Con una mano scivolai sotto il suo sedere e spinsi il suo corpo contro la mia bocca sollevando appena la mano, gli accarezzai in modo consono e idoneo i testicoli e poi iniziai a massaggiarmi il seno. Scostai la bocca dal suo cazzo per succhiarmi un capezzolo, poi ripresi a leccarlo voracemente succhiandolo in modo specifico sulla sommità, insistendo con la lingua sul frenulo, in quanto essendo un tessuto molto sensibile e ricco di vasi sanguigni e di recettori nervosi, è particolarmente piacevole per i maschi. Infatti, in un baleno, un poderoso gemito precedette la sua bella, gustosa e irrefrenabile sborrata, che io accolsi ben volentieri gustandomi tutta l’energia del suo sperma nella bocca, masturbandomi ritmicamente il clitoride in maniera veloce ma senza venire.

Subito dopo risalii sul suo corpo aprendo le gambe sul suo viso e lasciai che ultimasse l’iniziativa che avevo intrapreso io. Aprì le labbra della mia fica iniziò a masturbarmi il clitoride con la lingua, girando attorno in cerchi rapidi e ristretti. Quando Leandro percepì i muscoli della mia fica fremere e irrigidirsi, accelerò il movimento e succhiò tutta la mia eccitazione mentre colava sul suo viso. Io gridai forte quando sopraggiunse l’orgasmo, perché sprofondai accanto a lui gemendo di piacere. Leandro riprese a toccarmi il sedere giocherellando con il forellino posto al centro delle natiche, per il fatto che io strillai appena lui mi penetrò con un dito, successivamente strepitai più forte quando mi conficcò il cazzo. Talmente grande era la mia eccitazione, che non ebbe bisogno di fare alcuno sforzo, poiché quel cazzo s’introdusse dentro di me con una sola spinta, strappandomi un grido di piacere immenso.

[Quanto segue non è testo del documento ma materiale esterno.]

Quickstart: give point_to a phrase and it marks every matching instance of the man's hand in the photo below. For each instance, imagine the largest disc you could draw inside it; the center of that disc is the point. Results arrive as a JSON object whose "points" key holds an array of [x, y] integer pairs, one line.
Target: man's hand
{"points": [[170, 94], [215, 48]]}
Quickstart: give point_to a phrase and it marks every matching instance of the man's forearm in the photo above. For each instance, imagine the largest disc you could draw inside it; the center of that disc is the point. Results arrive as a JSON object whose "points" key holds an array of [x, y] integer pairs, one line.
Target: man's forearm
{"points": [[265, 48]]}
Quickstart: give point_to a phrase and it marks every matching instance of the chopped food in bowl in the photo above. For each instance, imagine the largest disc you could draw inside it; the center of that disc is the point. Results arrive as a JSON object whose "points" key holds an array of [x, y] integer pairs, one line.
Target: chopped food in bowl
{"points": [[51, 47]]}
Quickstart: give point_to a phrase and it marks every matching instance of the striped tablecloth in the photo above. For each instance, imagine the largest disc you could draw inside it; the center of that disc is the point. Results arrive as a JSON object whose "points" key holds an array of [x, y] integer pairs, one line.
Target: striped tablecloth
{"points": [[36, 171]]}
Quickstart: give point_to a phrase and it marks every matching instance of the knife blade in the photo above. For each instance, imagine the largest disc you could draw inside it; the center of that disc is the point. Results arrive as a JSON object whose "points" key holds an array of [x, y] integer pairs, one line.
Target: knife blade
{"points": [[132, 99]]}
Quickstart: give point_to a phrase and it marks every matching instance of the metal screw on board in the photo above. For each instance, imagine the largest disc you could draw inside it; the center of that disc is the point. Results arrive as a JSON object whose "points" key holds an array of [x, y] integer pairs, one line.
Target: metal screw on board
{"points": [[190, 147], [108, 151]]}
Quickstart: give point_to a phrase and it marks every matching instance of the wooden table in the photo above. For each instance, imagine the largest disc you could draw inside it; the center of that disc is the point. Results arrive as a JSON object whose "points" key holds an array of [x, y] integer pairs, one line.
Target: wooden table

Le spinte di Leandro aumentarono d’intensità quando mi disposi carponi, spinsi il bacino contro il suo cazzo e mi lasciai agevolmente penetrare ancora più a fondo. Tenendomi ben salda per i fianchi, Leandro urlò nuovamente il suo intimo piacere, durante il tempo in cui m’imbrattò nuovamente il corpo con la sua lattescente essenza cospargendomi con la sua lussuriosa e succulenta sborrata, poiché a detta sua, m’aveva libidinosamente e viziosamente riferito che erano più di venti giorni che non scopava. Io sennonché gridai a mia volta e venni con lui dividendo il mio esuberante orgasmo, spingendo forte il mio corpo contro il suo, dal momento che ci staccammo unicamente per abbracciarci.

Adesso sono le quattro del mattino, io sono stesa accanto a lui nei pressi della torre del faro che guardo le stelle, la luna è ancora alta nel cielo e questa notte è ancora tutta unicamente per noi due da vivere, in quest’inatteso ma stravagante magico mese di settembre.